REST Use Cases in My Projects
-
Public API: External developers need easy-to-use, well-documented APIs. REST with Swagger is perfect.
-
Admin Dashboard: Web-based admin panel calls APIs directly from browser. REST is simpler here.
-
Webhooks: Third-party services send webhooks to our endpoints. REST is the standard.
Migration Strategy
If you're considering migrating from REST to gRPC:
Step 1: Start with Internal Services
Don't migrate everything at once. Start with high-traffic internal service communication.
// Before: REST
const response = await fetch('http://user-service/api/users/123');
const user = await response.json();
// After: gRPC
const user = await userClient.getUser({ id: 123 });
Step 2: Measure Performance
Track metrics before and after:
- Response time
- Payload size
- CPU usage
- Memory usage
Step 3: Gradual Rollout
Use feature flags to gradually roll out gRPC:
if (useGrpc) {
return await grpcClient.getUser({ id });
} else {
return await restClient.getUser(id);
}
Step 4: Keep REST for Public APIs
Maintain REST endpoints for external clients while using gRPC internally.
Final Thoughts
gRPC isn't a silver bullet. It's a powerful tool for specific use cases. The key is understanding when to use it and when to stick with REST. In my experience, the sweet spot is:
- Internal microservices: gRPC
- Public APIs: REST
- Real-time features: gRPC streaming
- Simple CRUD: REST
The performance gains are real, but they come with added complexity. Make sure your team is comfortable with Protocol Buffers and has good tooling in place before committing to gRPC.
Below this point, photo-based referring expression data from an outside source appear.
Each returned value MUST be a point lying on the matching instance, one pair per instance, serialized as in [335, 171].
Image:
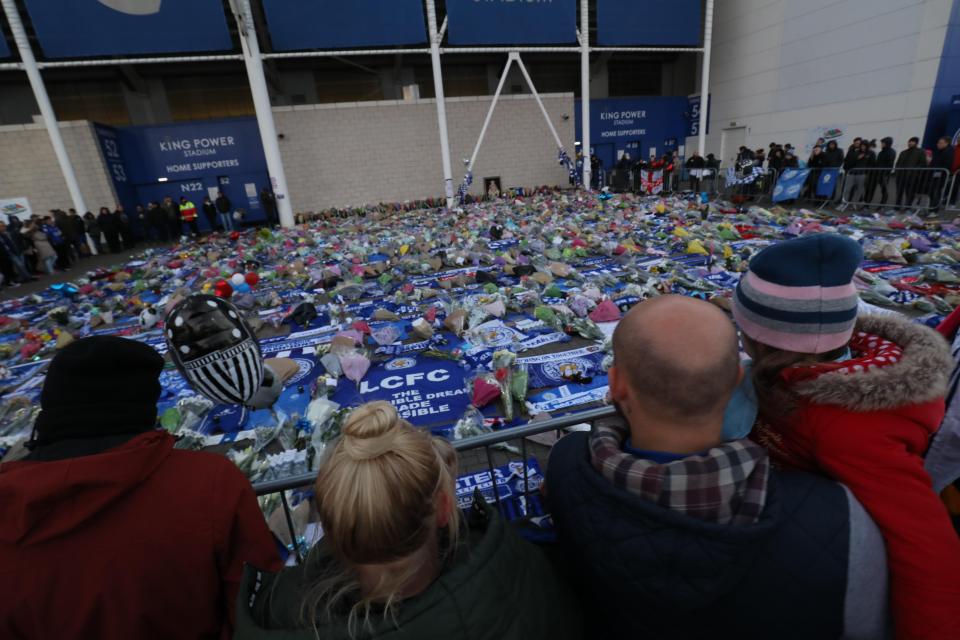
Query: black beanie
[99, 386]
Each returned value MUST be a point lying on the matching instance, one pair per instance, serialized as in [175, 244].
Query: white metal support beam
[261, 103]
[705, 80]
[43, 101]
[585, 89]
[493, 105]
[536, 94]
[436, 36]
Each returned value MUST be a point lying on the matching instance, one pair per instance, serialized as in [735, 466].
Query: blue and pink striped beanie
[799, 295]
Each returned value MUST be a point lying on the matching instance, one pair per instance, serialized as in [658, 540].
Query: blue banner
[426, 392]
[556, 369]
[75, 28]
[695, 104]
[649, 22]
[790, 184]
[634, 125]
[339, 24]
[507, 22]
[827, 183]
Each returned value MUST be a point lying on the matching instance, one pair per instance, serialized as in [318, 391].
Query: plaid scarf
[726, 485]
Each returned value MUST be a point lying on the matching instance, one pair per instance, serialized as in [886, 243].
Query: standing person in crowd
[172, 211]
[943, 162]
[815, 164]
[907, 172]
[210, 212]
[665, 525]
[93, 228]
[123, 227]
[857, 399]
[43, 250]
[857, 171]
[850, 160]
[188, 214]
[269, 203]
[58, 242]
[886, 160]
[775, 163]
[102, 482]
[78, 238]
[14, 224]
[107, 222]
[224, 211]
[833, 156]
[157, 223]
[68, 231]
[398, 559]
[13, 248]
[695, 166]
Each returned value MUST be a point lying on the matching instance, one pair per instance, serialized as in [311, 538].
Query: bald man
[673, 533]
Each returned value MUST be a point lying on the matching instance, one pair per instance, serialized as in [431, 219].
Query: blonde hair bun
[370, 431]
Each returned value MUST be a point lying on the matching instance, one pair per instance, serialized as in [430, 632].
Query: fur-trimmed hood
[920, 376]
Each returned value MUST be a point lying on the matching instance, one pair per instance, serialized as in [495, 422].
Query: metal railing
[485, 442]
[921, 188]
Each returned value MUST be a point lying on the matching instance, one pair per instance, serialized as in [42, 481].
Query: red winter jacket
[140, 541]
[867, 423]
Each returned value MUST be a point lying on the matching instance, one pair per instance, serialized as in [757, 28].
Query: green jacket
[498, 587]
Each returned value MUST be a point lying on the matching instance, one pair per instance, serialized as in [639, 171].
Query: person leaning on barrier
[942, 162]
[108, 531]
[857, 399]
[908, 172]
[399, 560]
[855, 189]
[672, 533]
[886, 159]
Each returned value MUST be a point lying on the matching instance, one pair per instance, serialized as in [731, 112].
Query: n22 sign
[506, 22]
[77, 28]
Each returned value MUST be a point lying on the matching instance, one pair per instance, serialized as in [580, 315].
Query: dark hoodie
[496, 587]
[646, 571]
[140, 541]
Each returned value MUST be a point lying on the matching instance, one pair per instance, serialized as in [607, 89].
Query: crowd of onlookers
[42, 245]
[873, 174]
[793, 495]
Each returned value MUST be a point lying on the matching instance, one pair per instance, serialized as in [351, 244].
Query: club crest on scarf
[214, 349]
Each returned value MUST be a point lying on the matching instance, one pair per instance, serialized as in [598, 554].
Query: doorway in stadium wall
[730, 143]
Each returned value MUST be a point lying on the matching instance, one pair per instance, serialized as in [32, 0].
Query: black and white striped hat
[214, 349]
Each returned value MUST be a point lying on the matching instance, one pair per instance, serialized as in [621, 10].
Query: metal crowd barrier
[758, 190]
[485, 442]
[952, 202]
[922, 188]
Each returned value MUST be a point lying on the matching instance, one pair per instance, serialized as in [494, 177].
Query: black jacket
[833, 158]
[914, 158]
[210, 211]
[649, 572]
[886, 158]
[498, 587]
[866, 160]
[108, 223]
[850, 160]
[942, 159]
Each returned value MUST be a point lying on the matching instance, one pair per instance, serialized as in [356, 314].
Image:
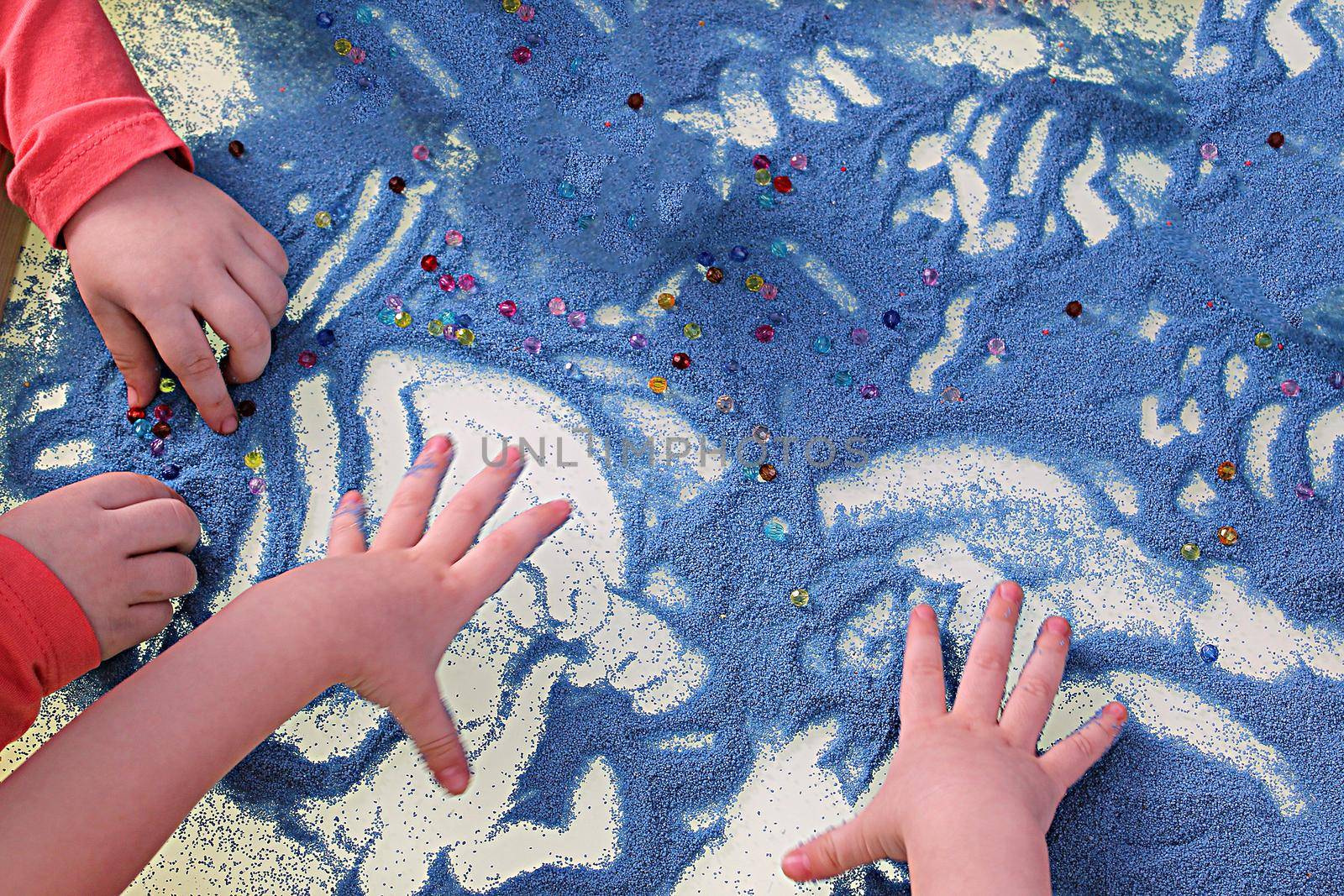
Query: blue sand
[1261, 242]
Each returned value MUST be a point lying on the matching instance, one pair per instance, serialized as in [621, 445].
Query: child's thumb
[428, 723]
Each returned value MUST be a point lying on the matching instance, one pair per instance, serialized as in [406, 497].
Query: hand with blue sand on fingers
[968, 799]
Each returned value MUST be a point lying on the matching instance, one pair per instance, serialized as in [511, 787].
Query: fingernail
[797, 866]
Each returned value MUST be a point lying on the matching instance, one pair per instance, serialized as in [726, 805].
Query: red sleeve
[71, 109]
[45, 638]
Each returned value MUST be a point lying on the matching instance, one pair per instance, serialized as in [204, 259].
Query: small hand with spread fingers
[968, 799]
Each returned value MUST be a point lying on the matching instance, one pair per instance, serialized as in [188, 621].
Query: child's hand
[967, 789]
[118, 542]
[155, 253]
[391, 610]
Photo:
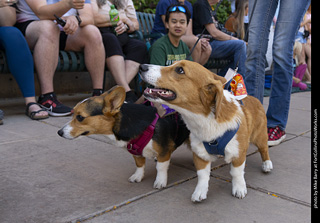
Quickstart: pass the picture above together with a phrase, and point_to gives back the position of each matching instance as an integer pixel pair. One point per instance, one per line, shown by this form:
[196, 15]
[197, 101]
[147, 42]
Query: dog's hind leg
[203, 172]
[139, 174]
[262, 143]
[163, 163]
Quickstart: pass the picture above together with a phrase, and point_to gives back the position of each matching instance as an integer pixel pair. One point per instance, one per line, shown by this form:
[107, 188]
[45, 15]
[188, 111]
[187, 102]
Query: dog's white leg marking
[200, 193]
[162, 174]
[138, 175]
[239, 188]
[267, 166]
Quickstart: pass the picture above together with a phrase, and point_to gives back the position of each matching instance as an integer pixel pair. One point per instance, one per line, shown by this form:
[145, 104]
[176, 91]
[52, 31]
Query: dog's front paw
[199, 194]
[267, 166]
[160, 182]
[239, 191]
[137, 176]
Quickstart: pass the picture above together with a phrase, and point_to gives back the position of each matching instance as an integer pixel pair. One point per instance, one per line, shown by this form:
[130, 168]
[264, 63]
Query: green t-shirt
[163, 53]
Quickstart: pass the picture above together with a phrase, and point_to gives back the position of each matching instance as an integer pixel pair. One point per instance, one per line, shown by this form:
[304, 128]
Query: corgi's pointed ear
[113, 100]
[220, 78]
[211, 97]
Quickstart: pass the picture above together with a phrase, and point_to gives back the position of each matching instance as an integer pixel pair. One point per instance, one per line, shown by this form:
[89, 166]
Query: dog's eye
[179, 70]
[79, 118]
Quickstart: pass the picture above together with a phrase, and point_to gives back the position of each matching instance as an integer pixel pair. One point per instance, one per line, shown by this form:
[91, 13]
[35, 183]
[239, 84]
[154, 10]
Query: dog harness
[136, 146]
[218, 145]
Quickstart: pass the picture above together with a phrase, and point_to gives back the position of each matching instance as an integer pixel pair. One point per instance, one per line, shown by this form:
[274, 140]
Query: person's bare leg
[132, 69]
[88, 39]
[43, 39]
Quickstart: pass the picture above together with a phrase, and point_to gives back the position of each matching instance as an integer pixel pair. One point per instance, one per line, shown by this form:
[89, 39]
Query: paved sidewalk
[45, 178]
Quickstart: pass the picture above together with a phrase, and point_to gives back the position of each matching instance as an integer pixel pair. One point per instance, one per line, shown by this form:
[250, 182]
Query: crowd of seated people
[191, 32]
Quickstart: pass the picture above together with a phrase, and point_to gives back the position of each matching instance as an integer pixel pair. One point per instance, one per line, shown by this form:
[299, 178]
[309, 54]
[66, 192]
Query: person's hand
[76, 4]
[71, 25]
[121, 28]
[204, 44]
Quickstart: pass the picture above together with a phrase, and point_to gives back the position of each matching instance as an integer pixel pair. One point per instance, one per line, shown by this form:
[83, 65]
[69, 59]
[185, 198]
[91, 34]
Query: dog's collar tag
[218, 146]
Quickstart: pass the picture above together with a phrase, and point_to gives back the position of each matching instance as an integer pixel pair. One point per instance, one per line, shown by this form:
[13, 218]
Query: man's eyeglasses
[177, 8]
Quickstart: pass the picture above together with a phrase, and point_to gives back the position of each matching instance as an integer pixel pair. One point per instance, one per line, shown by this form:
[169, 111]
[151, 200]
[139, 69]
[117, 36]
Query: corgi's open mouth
[161, 93]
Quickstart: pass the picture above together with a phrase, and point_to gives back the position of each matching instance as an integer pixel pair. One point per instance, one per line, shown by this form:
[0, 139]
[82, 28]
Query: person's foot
[36, 112]
[53, 106]
[275, 136]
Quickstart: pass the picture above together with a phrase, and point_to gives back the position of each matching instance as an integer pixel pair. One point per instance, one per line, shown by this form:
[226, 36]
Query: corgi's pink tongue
[155, 93]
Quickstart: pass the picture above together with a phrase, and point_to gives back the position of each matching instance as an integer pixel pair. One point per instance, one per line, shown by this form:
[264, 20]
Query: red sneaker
[275, 136]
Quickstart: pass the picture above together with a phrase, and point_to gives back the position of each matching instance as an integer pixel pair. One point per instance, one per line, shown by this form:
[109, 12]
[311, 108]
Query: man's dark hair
[169, 11]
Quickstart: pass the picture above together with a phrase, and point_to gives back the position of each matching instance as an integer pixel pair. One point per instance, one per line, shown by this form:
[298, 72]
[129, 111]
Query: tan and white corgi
[210, 113]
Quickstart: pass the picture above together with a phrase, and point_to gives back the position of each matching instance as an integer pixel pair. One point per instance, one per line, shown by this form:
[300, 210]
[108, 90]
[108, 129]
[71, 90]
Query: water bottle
[114, 15]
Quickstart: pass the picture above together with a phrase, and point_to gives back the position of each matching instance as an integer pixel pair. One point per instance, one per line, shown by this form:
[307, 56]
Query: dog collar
[218, 146]
[136, 146]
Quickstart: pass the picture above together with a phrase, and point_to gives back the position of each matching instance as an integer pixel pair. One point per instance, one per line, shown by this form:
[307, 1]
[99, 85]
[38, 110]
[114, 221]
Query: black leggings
[131, 49]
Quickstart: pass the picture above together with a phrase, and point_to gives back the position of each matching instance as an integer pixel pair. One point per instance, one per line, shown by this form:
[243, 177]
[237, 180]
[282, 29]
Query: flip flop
[32, 114]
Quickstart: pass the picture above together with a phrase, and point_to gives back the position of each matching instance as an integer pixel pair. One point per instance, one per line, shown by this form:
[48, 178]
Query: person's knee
[91, 35]
[45, 29]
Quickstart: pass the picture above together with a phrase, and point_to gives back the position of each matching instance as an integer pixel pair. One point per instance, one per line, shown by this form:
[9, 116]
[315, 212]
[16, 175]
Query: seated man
[202, 50]
[223, 45]
[170, 47]
[35, 20]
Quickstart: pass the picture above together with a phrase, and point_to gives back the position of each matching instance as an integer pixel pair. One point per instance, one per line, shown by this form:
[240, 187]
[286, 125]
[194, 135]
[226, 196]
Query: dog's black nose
[143, 68]
[60, 132]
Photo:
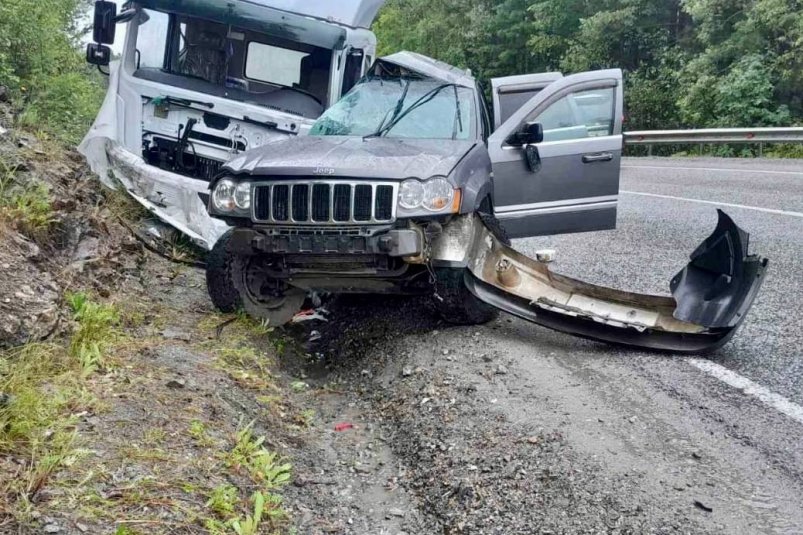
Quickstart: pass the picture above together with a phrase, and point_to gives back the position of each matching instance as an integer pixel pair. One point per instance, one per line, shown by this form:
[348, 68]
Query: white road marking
[715, 203]
[715, 169]
[750, 388]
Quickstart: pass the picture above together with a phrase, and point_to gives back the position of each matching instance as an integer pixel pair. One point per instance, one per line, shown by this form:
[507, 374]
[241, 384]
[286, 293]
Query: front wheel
[219, 281]
[456, 304]
[267, 299]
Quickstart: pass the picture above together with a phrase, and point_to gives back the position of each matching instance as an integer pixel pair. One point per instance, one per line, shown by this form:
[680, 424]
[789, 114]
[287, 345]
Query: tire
[456, 304]
[270, 301]
[219, 282]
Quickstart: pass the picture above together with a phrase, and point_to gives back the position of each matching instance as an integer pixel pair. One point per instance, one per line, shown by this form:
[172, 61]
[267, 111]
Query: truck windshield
[253, 64]
[401, 108]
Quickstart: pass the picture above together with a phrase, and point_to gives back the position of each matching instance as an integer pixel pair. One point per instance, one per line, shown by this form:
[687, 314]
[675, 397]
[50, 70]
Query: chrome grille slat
[365, 202]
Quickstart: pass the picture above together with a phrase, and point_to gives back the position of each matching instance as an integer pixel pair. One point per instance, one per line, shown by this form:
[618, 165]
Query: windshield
[401, 108]
[252, 64]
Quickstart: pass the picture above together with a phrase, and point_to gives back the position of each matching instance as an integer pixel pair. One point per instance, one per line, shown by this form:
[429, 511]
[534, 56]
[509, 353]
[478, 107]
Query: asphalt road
[657, 231]
[510, 428]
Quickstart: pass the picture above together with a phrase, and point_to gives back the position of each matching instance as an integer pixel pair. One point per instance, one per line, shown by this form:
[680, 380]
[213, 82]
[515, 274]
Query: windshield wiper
[458, 116]
[396, 112]
[414, 106]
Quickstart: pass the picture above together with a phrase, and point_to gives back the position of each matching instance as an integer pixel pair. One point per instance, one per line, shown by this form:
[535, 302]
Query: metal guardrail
[718, 136]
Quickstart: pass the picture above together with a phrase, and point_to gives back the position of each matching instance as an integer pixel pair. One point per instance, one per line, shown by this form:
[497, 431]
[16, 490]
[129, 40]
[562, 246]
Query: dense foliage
[42, 68]
[689, 63]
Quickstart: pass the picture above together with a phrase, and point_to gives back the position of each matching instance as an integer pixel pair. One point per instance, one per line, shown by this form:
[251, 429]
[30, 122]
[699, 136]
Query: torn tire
[219, 282]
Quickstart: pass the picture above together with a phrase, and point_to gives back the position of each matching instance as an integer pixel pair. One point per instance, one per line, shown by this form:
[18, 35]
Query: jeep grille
[317, 202]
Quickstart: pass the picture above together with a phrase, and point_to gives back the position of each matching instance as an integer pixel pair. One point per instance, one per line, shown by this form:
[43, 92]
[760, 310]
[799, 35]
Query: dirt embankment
[128, 405]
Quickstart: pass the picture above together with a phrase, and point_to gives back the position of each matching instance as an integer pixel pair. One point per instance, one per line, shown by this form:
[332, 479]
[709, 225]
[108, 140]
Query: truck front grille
[324, 202]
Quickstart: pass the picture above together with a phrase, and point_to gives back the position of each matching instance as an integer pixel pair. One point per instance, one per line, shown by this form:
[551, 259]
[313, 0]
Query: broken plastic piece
[711, 295]
[546, 256]
[310, 315]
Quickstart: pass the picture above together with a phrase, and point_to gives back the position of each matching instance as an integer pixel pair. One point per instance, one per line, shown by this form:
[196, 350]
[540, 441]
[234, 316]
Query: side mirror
[105, 23]
[531, 134]
[100, 55]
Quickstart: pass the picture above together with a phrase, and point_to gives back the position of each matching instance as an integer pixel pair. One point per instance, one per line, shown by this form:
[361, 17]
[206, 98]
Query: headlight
[438, 195]
[242, 196]
[223, 196]
[434, 195]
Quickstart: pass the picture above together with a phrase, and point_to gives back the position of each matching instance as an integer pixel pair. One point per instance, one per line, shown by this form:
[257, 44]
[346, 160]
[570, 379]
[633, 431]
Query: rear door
[511, 93]
[574, 184]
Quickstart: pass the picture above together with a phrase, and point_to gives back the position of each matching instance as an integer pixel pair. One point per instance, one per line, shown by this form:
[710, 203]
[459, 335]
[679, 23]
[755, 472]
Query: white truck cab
[200, 81]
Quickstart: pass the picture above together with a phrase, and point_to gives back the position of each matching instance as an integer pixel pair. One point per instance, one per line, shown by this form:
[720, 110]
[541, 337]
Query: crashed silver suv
[404, 186]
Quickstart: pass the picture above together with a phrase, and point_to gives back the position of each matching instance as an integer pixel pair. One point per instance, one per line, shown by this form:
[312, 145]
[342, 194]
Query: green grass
[223, 501]
[37, 422]
[28, 208]
[96, 331]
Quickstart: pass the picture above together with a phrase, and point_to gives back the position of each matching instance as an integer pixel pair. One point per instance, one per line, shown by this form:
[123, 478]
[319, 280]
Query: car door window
[579, 115]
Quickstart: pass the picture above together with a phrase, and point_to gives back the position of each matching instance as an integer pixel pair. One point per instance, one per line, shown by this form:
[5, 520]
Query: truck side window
[353, 70]
[578, 115]
[152, 39]
[274, 65]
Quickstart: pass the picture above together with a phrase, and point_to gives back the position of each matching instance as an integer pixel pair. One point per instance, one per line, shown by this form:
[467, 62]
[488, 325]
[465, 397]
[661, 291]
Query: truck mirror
[533, 158]
[530, 134]
[105, 25]
[100, 55]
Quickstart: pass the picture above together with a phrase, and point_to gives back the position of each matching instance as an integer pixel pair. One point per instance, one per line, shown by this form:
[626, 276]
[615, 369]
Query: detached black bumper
[711, 295]
[393, 243]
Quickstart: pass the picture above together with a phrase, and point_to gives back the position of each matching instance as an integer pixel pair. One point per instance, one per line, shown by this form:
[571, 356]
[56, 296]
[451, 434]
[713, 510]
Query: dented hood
[395, 159]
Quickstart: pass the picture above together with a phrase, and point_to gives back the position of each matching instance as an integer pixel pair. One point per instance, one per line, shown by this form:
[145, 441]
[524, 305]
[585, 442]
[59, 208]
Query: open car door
[556, 159]
[512, 92]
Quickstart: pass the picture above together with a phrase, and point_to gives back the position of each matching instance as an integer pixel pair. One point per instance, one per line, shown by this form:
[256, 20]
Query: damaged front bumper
[711, 295]
[175, 199]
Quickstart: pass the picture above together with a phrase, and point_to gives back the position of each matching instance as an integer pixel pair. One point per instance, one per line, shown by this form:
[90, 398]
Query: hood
[386, 158]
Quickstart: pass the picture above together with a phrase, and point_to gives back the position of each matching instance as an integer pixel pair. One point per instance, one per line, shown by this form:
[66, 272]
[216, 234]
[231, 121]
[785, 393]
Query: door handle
[601, 157]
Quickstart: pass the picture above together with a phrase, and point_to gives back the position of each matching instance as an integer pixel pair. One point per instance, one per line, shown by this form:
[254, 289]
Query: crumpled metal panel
[431, 67]
[713, 295]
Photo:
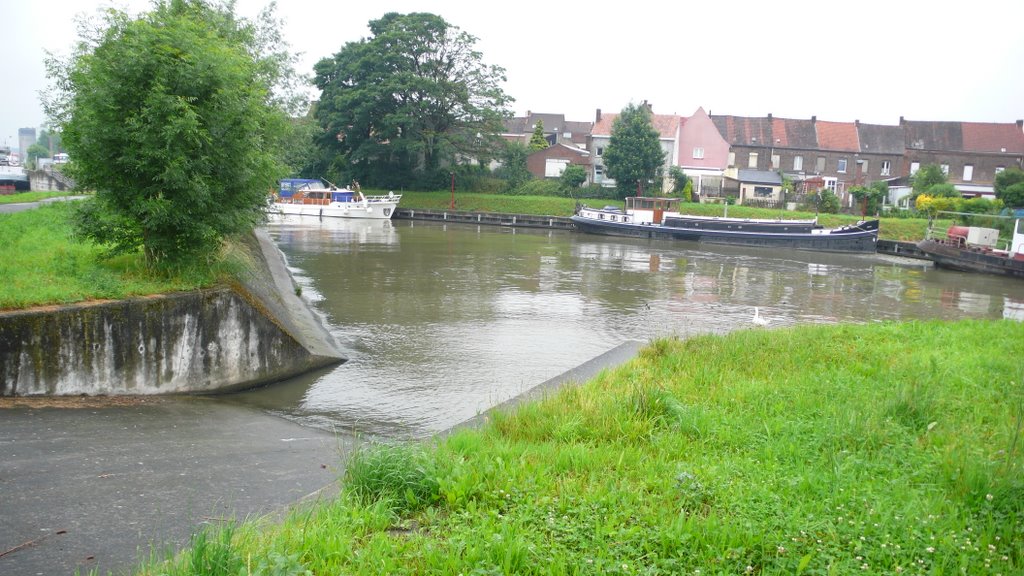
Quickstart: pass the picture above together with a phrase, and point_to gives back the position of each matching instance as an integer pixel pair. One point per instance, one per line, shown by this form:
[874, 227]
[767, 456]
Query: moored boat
[659, 218]
[311, 198]
[973, 249]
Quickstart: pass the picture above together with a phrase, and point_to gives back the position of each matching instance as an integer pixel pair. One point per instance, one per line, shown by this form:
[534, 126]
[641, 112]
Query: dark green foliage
[400, 106]
[537, 140]
[400, 474]
[634, 157]
[870, 197]
[573, 176]
[1010, 188]
[827, 202]
[171, 119]
[925, 178]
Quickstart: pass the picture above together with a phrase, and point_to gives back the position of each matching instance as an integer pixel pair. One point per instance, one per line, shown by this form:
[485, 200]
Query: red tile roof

For teams just starting with microservices, I recommend beginning with REST for simplicity, then gradually introducing gRPC for high-traffic internal services once you have solid monitoring and debugging infrastructure in place. This pragmatic approach minimizes risk while maximizing the benefits of both technologies.
Remember: the best technology choice isn't always the newest or fastest—it's the one that best fits your team's capabilities and your system's actual needs. Start simple, measure everything, and evolve your architecture based on real data, not hype. Choose wisely, implement carefully, and iterate continuously.